Cora and Robert. Picture: Supplied

Grief hangs like a thick fog over Downton Abbey when the popular British period drama returns for its fourth season.

It is six months since Matthew (Dan Stevens), heir and saviour of Downton, was killed in a car accident and his grieving widow Mary (Michelle Dockery) hasn't been able to move on.

Pale and dressed in black, Mary drifts through the grand rooms and hallways with little interest in anything, including their six-month-old son, George.

All of this proves rather unsettling for her father Robert Crawley, Earl of Grantham (Hugh Bonneville). He doesn't know how to deal with Mary, how to raise the subject of death taxes and what to do about Matthew's plans to revitalise the estate.

His mother Violet (Maggie Smith) thinks Mary should be given a say in the running of Downton, given baby George is the new heir and Mary his guardian, but the fiercely old-fashioned Earl doesn't think Mary is up to the task.

"Robert has this particular knack of getting it wrong," Bonneville says. "He is not very well equipped with the emotional ways of the world and believes that his way is right. I believe it says a lot about the stultifying way that he must have been brought up - at arm's length from parental love and put into the care of the nanny.

"He is bringing that to bear on the next generation. Even his mother is enlightened enough to say that it (his attitude towards Mary's mourning) isn't the right way to do it. What we wanted to go for - and I think it comes across in the first episode quite well - is that Downton is wrapped in this cobweb of grief and Robert is absolutely adamant that he is going to preserve his daughter in aspic almost.

"It is his gut reaction and he won't listen to anyone else. There is that lovely moment when the clouds lift from Mary and she is back on track - but it takes him a long time to realise that is the course on which she should progress.

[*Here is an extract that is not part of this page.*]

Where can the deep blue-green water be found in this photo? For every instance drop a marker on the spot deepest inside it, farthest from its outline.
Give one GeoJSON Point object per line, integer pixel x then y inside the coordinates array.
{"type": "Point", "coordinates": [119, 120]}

"All through his life his only function is to preserve this estate. He is a conservative by birth and he has to conserve it and hand it on in the best way possible. His view is that young George, aged six months, is not equipped to look after the estate; Mary certainly isn't, because she in grief and - dare I say it - a woman. She has not been trained in this world.

"That, I think, is a nice negative place to start from to allow the positives, as the series moves on, to develop, as Mary gets back into her stride, not only for her self-esteem and sense of place but also as a businesswoman, as a manager."

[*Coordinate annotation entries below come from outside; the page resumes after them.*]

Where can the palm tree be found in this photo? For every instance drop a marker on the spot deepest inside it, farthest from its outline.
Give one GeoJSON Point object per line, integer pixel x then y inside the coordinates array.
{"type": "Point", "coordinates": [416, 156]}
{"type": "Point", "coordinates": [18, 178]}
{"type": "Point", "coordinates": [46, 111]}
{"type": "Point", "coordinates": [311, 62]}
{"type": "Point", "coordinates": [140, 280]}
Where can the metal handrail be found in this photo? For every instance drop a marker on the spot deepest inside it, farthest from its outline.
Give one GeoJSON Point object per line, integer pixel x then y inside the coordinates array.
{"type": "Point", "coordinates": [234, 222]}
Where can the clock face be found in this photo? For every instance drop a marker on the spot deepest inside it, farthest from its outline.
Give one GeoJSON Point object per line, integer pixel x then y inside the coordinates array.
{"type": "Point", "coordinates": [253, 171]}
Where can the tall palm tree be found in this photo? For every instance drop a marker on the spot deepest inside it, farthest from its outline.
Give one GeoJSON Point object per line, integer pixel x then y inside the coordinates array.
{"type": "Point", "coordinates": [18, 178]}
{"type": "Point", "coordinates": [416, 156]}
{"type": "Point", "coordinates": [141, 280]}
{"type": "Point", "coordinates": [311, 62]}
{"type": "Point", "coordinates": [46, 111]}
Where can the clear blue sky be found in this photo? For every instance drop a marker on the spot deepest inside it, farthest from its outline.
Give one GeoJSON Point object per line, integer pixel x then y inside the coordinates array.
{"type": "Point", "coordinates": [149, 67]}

Music becomes more important this season with Rose (Lily James) embracing the jazz age and Dame Nellie Melba coming to perform at a party in the pivotal and controversial third episode. "Through Rose the jazz world really does make an impact," Bonneville explains.

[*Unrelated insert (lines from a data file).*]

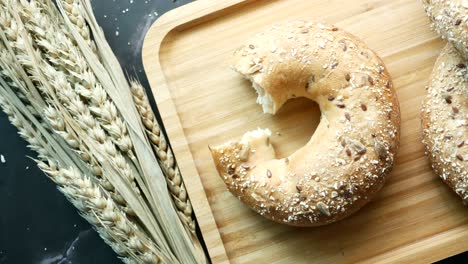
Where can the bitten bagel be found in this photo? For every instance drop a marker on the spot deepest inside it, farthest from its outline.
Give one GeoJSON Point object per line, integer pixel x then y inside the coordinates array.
{"type": "Point", "coordinates": [450, 19]}
{"type": "Point", "coordinates": [352, 150]}
{"type": "Point", "coordinates": [444, 120]}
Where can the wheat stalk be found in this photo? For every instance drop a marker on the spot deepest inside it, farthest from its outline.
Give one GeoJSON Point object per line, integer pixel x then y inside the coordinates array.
{"type": "Point", "coordinates": [66, 132]}
{"type": "Point", "coordinates": [61, 88]}
{"type": "Point", "coordinates": [111, 223]}
{"type": "Point", "coordinates": [93, 203]}
{"type": "Point", "coordinates": [71, 80]}
{"type": "Point", "coordinates": [166, 158]}
{"type": "Point", "coordinates": [63, 54]}
{"type": "Point", "coordinates": [73, 9]}
{"type": "Point", "coordinates": [165, 155]}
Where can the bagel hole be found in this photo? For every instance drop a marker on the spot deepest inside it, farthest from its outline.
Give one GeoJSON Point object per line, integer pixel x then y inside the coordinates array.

"It becomes quite a central part in the life of Downton for a while, for various reasons. Jazz does come to Downton but I don't think you are going to see Hugh doing a jitterbug anytime soon! He does try to get up and shake his booty a bit.

"Music comes to Downton not only through jazz but also with Nellie Melba coming to visit. That was tremendous. Each episode has these delicious moments of the outside world coming in."

Melba is played by Dame Kiri Te Kanawa, who will perform in Perth in May. Bonneville says her visit was extraordinary and he felt ashamed that she was going to be stuck in "this little trailer park and canteen bus which is our world".

"But she was such a trouper. I was sitting very close to her during the sequence when she gets to sing and even the hardened sparks had a lump in their throat.

"Her voice is so beautiful and to have the honour of hearing it so close up . . . she had a sense of fun and enjoyed being there. She knew the show and wanted to get the acting side of things right. She is a phenomenal lady and a wonderful woman. I was moist-eyed watching her sing."